🗨️「高潮の浸水想定区域に入っている土地は、家を建てるのに制限がかかるのでしょうか」
高潮浸水想定区域そのものには、建築の制限も開発の許可制もありません。根拠になっている水防法を最後まで読んでも、建ててはならないという条文は1つも出てきません。建てることを止められるのは、同じ「高潮」という言葉を使っていても建築基準法第39条の災害危険区域のほうです。
[災害] この記事の要点
2026年9月19日 発表
- 海の近くの土地を買おうとしていて、高潮浸水想定区域に入っていると言われた人
- 自分の家が高潮のハザードマップで色のついた場所にあると気づいた人
- 高潮浸水想定区域図が新しく公表されて、自分の土地の扱いが変わるのか心配になった人
指定しているのは都道府県知事で、目的は逃げることです
高潮浸水想定区域を決めているのは、市役所ではなく都道府県知事です。根拠は水防法の第14条の3で、条文の書き出しはこうなっています。

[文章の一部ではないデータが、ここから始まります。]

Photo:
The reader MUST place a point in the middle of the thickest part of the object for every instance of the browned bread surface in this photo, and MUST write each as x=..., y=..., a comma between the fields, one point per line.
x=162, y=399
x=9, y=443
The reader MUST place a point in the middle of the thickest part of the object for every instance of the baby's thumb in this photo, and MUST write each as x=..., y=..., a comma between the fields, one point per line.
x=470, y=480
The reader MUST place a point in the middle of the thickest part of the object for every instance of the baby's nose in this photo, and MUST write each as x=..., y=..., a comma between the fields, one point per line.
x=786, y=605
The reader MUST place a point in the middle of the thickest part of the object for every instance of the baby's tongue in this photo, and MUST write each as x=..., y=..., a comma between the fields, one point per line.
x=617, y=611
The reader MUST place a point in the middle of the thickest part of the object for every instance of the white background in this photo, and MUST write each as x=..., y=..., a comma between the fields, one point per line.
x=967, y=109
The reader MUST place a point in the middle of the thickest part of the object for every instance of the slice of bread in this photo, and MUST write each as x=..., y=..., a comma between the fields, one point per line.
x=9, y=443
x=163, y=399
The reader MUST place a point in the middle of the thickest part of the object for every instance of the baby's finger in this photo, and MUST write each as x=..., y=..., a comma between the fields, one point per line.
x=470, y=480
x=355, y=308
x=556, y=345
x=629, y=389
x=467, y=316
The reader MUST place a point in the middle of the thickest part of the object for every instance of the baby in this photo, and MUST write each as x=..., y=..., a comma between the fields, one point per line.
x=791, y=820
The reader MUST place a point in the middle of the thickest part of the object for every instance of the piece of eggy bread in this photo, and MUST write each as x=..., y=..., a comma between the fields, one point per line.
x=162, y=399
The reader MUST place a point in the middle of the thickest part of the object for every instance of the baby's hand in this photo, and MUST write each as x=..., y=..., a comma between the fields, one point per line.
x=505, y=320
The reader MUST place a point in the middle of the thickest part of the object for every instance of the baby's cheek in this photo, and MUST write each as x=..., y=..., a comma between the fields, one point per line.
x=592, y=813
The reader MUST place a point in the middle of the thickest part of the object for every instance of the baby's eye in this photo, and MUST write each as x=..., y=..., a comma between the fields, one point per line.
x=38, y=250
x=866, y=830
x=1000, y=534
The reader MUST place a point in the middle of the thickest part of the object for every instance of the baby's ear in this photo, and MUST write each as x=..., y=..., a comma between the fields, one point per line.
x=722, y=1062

都道府県知事は、次に掲げる海岸について、高潮時の円滑かつ迅速な避難を確保し、又は浸水を防止することにより、水災による被害の軽減を図るため、国土交通省令で定めるところにより、想定し得る最大規模の高潮であつて国土交通大臣が定める基準に該当するものにより当該海岸について高潮による氾濫が発生した場合に浸水が想定される区域を高潮浸水想定区域として指定するものとする。
水防法 第十四条の三 第一項(e-Gov法令検索)
長い一文ですが、目的は真ん中に書かれています。「高潮時の円滑かつ迅速な避難を確保し」。この区域は、高潮が来たときに人が逃げられるようにするために引かれたものです。そして条文はそこで終わります。区域の中で家をどうしなさい、という話は続きません。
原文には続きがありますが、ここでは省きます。